Respect boundaries and be patient: Not everyone may be equally receptive to conversation or may be busy with their own agenda. Respect their boundaries and cues. If they seem disinterested or preoccupied, gracefully conclude the conversation and move on.
ON BEING AUTHENTIC
While it may seem counterintuitive, being open about your insecurities or personal challenges can actually help build deeper connections with people. Here's why:
Authenticity and relatability: Sharing your vulnerabilities allows others to see the real you. It creates an atmosphere of authenticity and vulnerability, which often encourages others to open up as well. When you show your true self, it becomes easier for others to relate to you on a deeper level.
Breaking down barriers: By opening up about your vulnerabilities, you create a safe space for others to do the same. It breaks down emotional barriers and fosters a sense of trust and understanding. When people see that you are comfortable with your own imperfections, they feel more at ease sharing their own struggles and insecurities.

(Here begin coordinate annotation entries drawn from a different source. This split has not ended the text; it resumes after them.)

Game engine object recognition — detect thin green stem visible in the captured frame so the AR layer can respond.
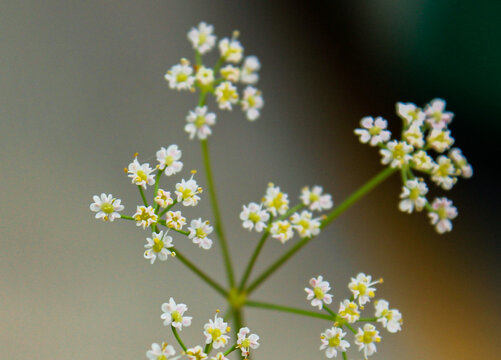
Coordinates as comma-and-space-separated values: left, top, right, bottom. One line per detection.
245, 300, 336, 321
137, 185, 149, 207
247, 167, 397, 294
200, 140, 235, 287
170, 325, 188, 351
170, 248, 228, 298
239, 231, 269, 291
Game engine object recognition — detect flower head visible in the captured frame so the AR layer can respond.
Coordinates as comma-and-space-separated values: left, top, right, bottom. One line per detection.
146, 342, 176, 360
188, 218, 212, 250
355, 324, 381, 360
398, 179, 428, 214
160, 298, 191, 330
144, 231, 174, 264
241, 86, 264, 121
165, 59, 195, 90
157, 145, 183, 176
304, 275, 332, 310
204, 314, 230, 349
348, 273, 383, 306
320, 327, 350, 359
428, 198, 458, 234
300, 186, 333, 211
132, 205, 158, 229
240, 202, 270, 232
355, 116, 391, 146
90, 193, 124, 221
127, 158, 155, 189
184, 106, 216, 140
374, 300, 403, 333
237, 327, 259, 357
188, 22, 216, 54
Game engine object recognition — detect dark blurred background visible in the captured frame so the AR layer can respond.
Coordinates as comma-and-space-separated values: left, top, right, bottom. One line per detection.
0, 0, 501, 360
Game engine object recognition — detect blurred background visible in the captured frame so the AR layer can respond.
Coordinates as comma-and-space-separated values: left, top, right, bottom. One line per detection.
0, 0, 501, 360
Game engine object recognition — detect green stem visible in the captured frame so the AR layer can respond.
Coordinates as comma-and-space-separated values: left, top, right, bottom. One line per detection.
239, 231, 269, 291
137, 185, 149, 207
200, 140, 235, 287
170, 325, 188, 351
245, 300, 335, 321
170, 248, 228, 297
247, 167, 397, 294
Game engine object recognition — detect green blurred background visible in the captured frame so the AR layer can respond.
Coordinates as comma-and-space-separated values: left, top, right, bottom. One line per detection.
0, 0, 501, 360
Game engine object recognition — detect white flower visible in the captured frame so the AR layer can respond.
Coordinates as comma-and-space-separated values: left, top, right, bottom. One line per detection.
144, 231, 174, 264
426, 129, 454, 152
431, 155, 459, 190
290, 210, 320, 237
219, 65, 240, 82
241, 86, 264, 121
165, 211, 186, 230
424, 99, 454, 129
204, 314, 230, 349
146, 342, 176, 360
379, 140, 413, 168
176, 175, 202, 206
219, 38, 244, 64
160, 298, 191, 330
428, 198, 458, 234
195, 66, 214, 86
339, 299, 360, 324
132, 205, 158, 229
320, 327, 350, 359
127, 158, 155, 189
188, 22, 216, 54
304, 275, 332, 310
374, 300, 403, 333
398, 179, 428, 214
188, 218, 212, 250
270, 220, 294, 244
355, 324, 381, 360
154, 189, 174, 209
157, 145, 183, 176
263, 183, 289, 216
449, 148, 473, 178
348, 273, 383, 306
397, 102, 426, 126
184, 106, 216, 140
240, 55, 261, 85
240, 202, 270, 232
299, 185, 333, 211
403, 121, 424, 148
215, 81, 238, 110
186, 345, 207, 360
210, 352, 229, 360
164, 59, 195, 90
355, 116, 391, 146
412, 150, 435, 171
90, 193, 124, 221
237, 327, 259, 357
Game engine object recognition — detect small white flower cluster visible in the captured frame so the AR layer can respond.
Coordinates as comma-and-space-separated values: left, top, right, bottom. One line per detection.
90, 145, 213, 264
304, 273, 403, 359
165, 22, 264, 140
146, 298, 259, 360
355, 99, 473, 234
240, 183, 333, 244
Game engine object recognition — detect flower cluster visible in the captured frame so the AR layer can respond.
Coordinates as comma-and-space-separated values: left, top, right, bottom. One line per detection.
146, 298, 259, 360
240, 183, 333, 244
90, 145, 212, 264
305, 273, 403, 359
355, 99, 473, 234
165, 22, 264, 140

Shared experiences: Vulnerability can create a bond between people who have gone through similar challenges. By opening up, you may discover that others have faced similar situations or emotions. This shared experience can lead to empathy, support, and a stronger connection.
Strength in vulnerability: Contrary to popular belief, vulnerability is not a sign of weakness but rather an indication of strength and self-awareness. By embracing and expressing your vulnerabilities, you demonstrate courage and authenticity. This can be attractive to others and can inspire them to open up and form deeper connections.